Gündemdeki gelişmeleri değerlendiren Doğan, Mezopotamya Dil ve Kültür Araştırma Derneği (MED-DER), Payîz Pirtûk adlı kitapçı ile Anka Dil ve Sanat Eğitim Kooperatifi'ne yapılan polis baskına tepki göstererek İçişleri Bakanı Ali Yerlikaya'ya seslendi.

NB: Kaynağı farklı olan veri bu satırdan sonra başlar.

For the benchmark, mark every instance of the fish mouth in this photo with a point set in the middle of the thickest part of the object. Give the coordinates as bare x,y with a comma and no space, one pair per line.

"Peki ne yapıyor gözaltına alınan insanlar? Kürtçe dil kursunda eğitmenlik yapıyorlar. Bu gözaltı ve tutuklamalardan önce İçişleri Bakanı Ali Yerlikaya, Diyarbakır’da şöyle dedi; 'Feqiyê Teyran’ın Ey Dilberêsî de Kürtçe de bizimdir.' Ey Dilberê’yi referans göstererek ardından dün Milli Savunma Bakanı Yaşar Güler, Şırnak’a gitti. Şırnak’ta Kürtçe şarkı eşliğinde karşılandı. Ne yapmaya çalışıyorsunuz? Hani Kürtçe sizindi? Hani en çok sizin iktidarınız döneminde Kürtçeye dönük saldırıların önü alınmıştı ve Kürtçe artık herkesin konuşabildiği bir dil haline gelmişti? Bu soruların artık yanıtlanması gerekiyor. Çünkü toplum yaptığınız açıklamalara güvenmiyor, hiçbir şekilde samimi bulmuyor”
Eskiden tamamen kopmuş bir anayasa
Yasaları uygulamayan bir hukuk devletinden bahsediyoruz. Hukuk devleti olduğunu iddia eden, AYM kararlarını yok sayan, AİHM kararlarını hayata geçirmeyen bir iktidardan bahsediyoruz. Son zamanlarda Cumhurbaşkanı ara ara, Meclis Başkanı, AKP sözcüleri temsilcileri ve diğer siyasi partiler de bazı açıklamalar yapıyorlar. Belli ki önümüzdeki süreçte bu konu, tekrar tekrar gündeme getirilecek. Bu durumda partimizin nasıl bir tutum alacağı da çok merak ediliyor. Halbuki DEM Parti bu konuda en ilkeli en tutarlı yaklaşıma partidir. Çünkü DEM Parti onlarca yıldır Türkiye’de yeni bir özgürlükçü demokratik bir anayasaya ihtiyaç olduğunu söyleyen, bunun için mücadele eden ve mücadelesinin varlık gerekçesini eksiden tamamıyla kopmuş yepyeni bir anayasayı, toplumsal bir mutabakatı işaret ediyor.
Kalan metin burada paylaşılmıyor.